In [1]:
from sklearn.neural_network import MLPClassifier as mlpc
from sklearn.preprocessing import StandardScaler,QuantileTransformer
import numpy as np
import matplotlib.pyplot as plt
from sklearn.metrics import mean_squared_error, roc_auc_score

import mltools as ml

In [2]:
X = np.genfromtxt('data/X_train.txt', delimiter=',')
Y = np.genfromtxt('data/Y_train.txt', delimiter=',')
np.random.seed(0)

X,Y = ml.shuffleData(X,Y)
X = X[:,:41]

In [3]:
Xtr, Xva, Ytr, Yva = ml.splitData(X,Y,0.7)

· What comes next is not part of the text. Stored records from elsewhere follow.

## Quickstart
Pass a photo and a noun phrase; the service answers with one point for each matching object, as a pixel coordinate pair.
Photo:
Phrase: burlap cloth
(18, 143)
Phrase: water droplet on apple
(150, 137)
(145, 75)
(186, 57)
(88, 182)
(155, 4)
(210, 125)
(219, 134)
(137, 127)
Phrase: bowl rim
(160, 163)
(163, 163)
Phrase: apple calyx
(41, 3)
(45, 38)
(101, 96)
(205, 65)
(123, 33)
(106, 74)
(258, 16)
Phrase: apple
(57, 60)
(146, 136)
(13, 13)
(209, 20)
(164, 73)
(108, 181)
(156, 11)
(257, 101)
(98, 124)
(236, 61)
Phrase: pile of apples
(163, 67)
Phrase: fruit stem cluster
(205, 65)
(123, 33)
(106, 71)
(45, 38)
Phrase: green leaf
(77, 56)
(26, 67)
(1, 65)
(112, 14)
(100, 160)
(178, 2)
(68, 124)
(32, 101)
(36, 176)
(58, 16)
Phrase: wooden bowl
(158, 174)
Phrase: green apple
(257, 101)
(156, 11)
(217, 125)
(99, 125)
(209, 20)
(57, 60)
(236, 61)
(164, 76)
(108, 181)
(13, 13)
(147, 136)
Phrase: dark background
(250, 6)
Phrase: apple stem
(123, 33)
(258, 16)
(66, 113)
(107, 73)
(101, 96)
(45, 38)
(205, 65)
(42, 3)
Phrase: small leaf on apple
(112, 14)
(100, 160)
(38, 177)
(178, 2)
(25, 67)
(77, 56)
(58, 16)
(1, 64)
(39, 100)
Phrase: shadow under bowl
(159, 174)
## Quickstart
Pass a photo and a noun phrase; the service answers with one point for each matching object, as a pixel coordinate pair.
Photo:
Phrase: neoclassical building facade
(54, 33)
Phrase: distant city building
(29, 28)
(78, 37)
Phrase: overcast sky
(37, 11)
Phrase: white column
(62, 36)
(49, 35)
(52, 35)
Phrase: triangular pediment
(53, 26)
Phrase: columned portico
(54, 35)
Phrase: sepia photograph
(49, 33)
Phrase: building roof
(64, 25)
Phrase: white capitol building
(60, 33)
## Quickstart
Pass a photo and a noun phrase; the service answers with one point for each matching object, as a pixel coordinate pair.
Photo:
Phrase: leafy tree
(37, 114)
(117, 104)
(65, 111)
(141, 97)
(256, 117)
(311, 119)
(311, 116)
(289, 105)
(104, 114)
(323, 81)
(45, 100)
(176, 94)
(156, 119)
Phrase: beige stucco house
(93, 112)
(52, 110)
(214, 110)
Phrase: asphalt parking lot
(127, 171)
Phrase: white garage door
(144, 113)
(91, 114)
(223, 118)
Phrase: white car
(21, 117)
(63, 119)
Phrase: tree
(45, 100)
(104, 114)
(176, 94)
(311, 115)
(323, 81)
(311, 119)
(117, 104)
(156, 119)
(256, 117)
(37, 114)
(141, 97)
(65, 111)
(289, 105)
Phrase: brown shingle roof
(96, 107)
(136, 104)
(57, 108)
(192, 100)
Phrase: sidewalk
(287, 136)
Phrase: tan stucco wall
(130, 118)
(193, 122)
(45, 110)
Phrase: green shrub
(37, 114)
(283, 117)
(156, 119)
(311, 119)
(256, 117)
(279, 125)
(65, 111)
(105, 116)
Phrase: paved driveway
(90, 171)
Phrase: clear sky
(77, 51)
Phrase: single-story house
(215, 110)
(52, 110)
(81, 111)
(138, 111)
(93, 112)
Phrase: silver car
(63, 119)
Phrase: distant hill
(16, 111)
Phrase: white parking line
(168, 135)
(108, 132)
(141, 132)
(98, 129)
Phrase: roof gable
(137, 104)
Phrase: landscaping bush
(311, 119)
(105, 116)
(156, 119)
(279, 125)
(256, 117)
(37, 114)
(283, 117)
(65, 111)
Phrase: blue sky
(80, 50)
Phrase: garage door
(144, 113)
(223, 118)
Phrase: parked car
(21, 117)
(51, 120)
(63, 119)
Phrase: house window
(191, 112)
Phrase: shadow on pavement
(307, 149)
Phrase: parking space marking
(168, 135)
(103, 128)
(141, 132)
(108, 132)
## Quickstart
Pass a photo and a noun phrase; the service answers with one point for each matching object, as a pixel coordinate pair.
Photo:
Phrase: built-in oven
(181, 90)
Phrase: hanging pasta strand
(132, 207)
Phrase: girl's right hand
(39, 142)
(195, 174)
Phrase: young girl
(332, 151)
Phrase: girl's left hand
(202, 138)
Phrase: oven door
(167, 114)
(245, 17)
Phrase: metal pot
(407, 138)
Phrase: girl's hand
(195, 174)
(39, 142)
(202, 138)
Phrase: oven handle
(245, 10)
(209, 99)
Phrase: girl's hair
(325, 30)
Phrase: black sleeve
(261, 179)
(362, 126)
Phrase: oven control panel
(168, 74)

## Comparing Preprocessing methods

### Standard Scaler

In [4]:
scaler = StandardScaler()
Xtr_scaled = scaler.fit_transform(Xtr, Ytr)
Xva_scaled = scaler.fit_transform(Xva,Yva)

In [5]:
learner = mlpc(max_iter=1000)#no weights first.
learner.fit(Xtr_scaled,Ytr) #the training

MLPClassifier(activation='relu', alpha=0.0001, batch_size='auto', beta_1=0.9,
              beta_2=0.999, early_stopping=False, epsilon=1e-08,
              hidden_layer_sizes=(100,), learning_rate='constant',
              learning_rate_init=0.001, max_iter=1000, momentum=0.9,
              n_iter_no_change=10, nesterovs_momentum=True, power_t=0.5,
              random_state=None, shuffle=True, solver='adam', tol=0.0001,
              validation_fraction=0.1, verbose=False, warm_start=False)

In [6]:
Yva_hat = learner.predict(Xva_scaled)

print(f" auc: {roc_auc_score(Yva, Yva_hat)} | mse: {mean_squared_error(Yva, Yva_hat)}")

 auc: 0.5508985030326493 | mse: 0.44858554108666365


### Quantile Transformer

In [7]:
transformer = QuantileTransformer()
Xtr_transformed = transformer.fit_transform(Xtr)
Xva_transformed = transformer.fit_transform(Xva)

In [8]:
learner = mlpc(max_iter=1000)#no weights first.
learner.fit(Xtr_transformed,Ytr) #the training

MLPClassifier(activation='relu', alpha=0.0001, batch_size='auto', beta_1=0.9,
              beta_2=0.999, early_stopping=False, epsilon=1e-08,
              hidden_layer_sizes=(100,), learning_rate='constant',
              learning_rate_init=0.001, max_iter=1000, momentum=0.9,
              n_iter_no_change=10, nesterovs_momentum=True, power_t=0.5,
              random_state=None, shuffle=True, solver='adam', tol=0.0001,
              validation_fraction=0.1, verbose=False, warm_start=False)

In [9]:
Yva_hat = learner.predict(Xva_transformed)

print(f" auc: {roc_auc_score(Yva, Yva_hat)} | mse: {mean_squared_error(Yva, Yva_hat)}")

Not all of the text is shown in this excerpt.